The Centre’s directive to states to set up at least one adverse event following immunisation (AEFI) monitoring centre in each block is crucial to sustaining public trust in vaccines in the fight against Covid-19. The move comes against the backdrop of two cases of severe allergic reactions and one of a relatively milder onset of allergic reaction in recipients being reported for the Pfizer vaccine in the UK, following which the country has advised all people with a history of anaphylaxis (severe allergic reaction) to any food, drug or vaccine not to opt for the Pfizer shot.
While Pfizer has clarified that people with a history of severe allergic reactions to other vaccines or those allergic to its vaccine candidate’s key ingredients were excluded from the late-stage trials, the vaccine’s trial reports from the US show that 0.63% in the vaccine arm and 0.51% in the control arm reported possible allergic reactions, which, experts say, is a very small number. Given the Pfizer trials had not reported any severe allergic reactions, and these were reported only post roll-out, the importance of post-marketing surveillance can’t be stressed enough, as public health expert Dr K Srinath Reddy had told The Financial Express in a recent interview.
More so, when conventional data requirements are eased for candidates under what is understood as ‘emergency use authorisation’. The proposal to include private sector healthcare facilities as AEFI reporting centres is rare foresight on the part of the government, given the conventional approach in India has been one of scepticism towards private players rather than collaboration.

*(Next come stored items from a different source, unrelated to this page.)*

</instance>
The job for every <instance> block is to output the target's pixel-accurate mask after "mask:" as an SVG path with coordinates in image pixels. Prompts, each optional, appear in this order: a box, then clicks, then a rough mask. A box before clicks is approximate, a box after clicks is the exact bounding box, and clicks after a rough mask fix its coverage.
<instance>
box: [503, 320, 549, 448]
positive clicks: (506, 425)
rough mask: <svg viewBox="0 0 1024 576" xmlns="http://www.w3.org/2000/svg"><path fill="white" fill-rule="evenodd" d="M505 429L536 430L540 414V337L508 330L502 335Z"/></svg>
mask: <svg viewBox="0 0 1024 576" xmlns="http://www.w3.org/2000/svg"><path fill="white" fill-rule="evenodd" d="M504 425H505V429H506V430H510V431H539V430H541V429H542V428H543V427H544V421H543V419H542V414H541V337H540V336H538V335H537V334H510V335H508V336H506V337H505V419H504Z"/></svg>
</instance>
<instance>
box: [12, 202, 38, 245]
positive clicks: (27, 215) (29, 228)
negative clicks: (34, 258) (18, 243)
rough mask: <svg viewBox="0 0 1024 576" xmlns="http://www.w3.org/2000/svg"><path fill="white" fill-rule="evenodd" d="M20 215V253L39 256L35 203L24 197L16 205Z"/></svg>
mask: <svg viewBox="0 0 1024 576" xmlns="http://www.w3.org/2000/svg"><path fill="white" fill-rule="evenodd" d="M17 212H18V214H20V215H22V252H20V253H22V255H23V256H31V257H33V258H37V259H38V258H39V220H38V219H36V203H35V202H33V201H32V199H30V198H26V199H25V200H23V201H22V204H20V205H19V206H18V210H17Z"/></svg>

Linking every session site to the AEFI monitoring centre—likely through Co-WIN, the digital platform that has been designed to track vaccine recipients, among other things—could prove a game-changer.
Even so, the government needs to front-foot efforts to train healthcare personnel, especially at the grassroots, on adverse event monitoring, so that reporting can be accurate and immediate. The other, more crucial part of this would be to generate widespread awareness on AEFI so that recipients know what needs to be reported to the healthcare personnel. Against the backdrop of the Chennai incident—where a trial participant for a vaccine manufactured by the Serum Institute of India (SII) initiated litigatory action against SII for what he believed to be vaccine-related adverse events, a claim that was later rejected by experts and health authorities—this will ensure that AEFI claims that can’t be substantiated don’t choke AEFI reporting and, in the process, undermine trust in the vaccine.
Though Covid-19 vaccine hesitancy has fallen—as per surveys by LocalCircles, a social media company, the proportion of Indian respondents who replied that they wouldn’t rush to take the vaccine has come down from 61% in late-October to 59% in early-December—it remains a significant concern. Dr VK Paul, the co-chair of the National Expert Group of Vaccine Administration, had exhorted the masses to trust the authorities on vaccine-related information and data; awareness about AEFI will help nurture such trust.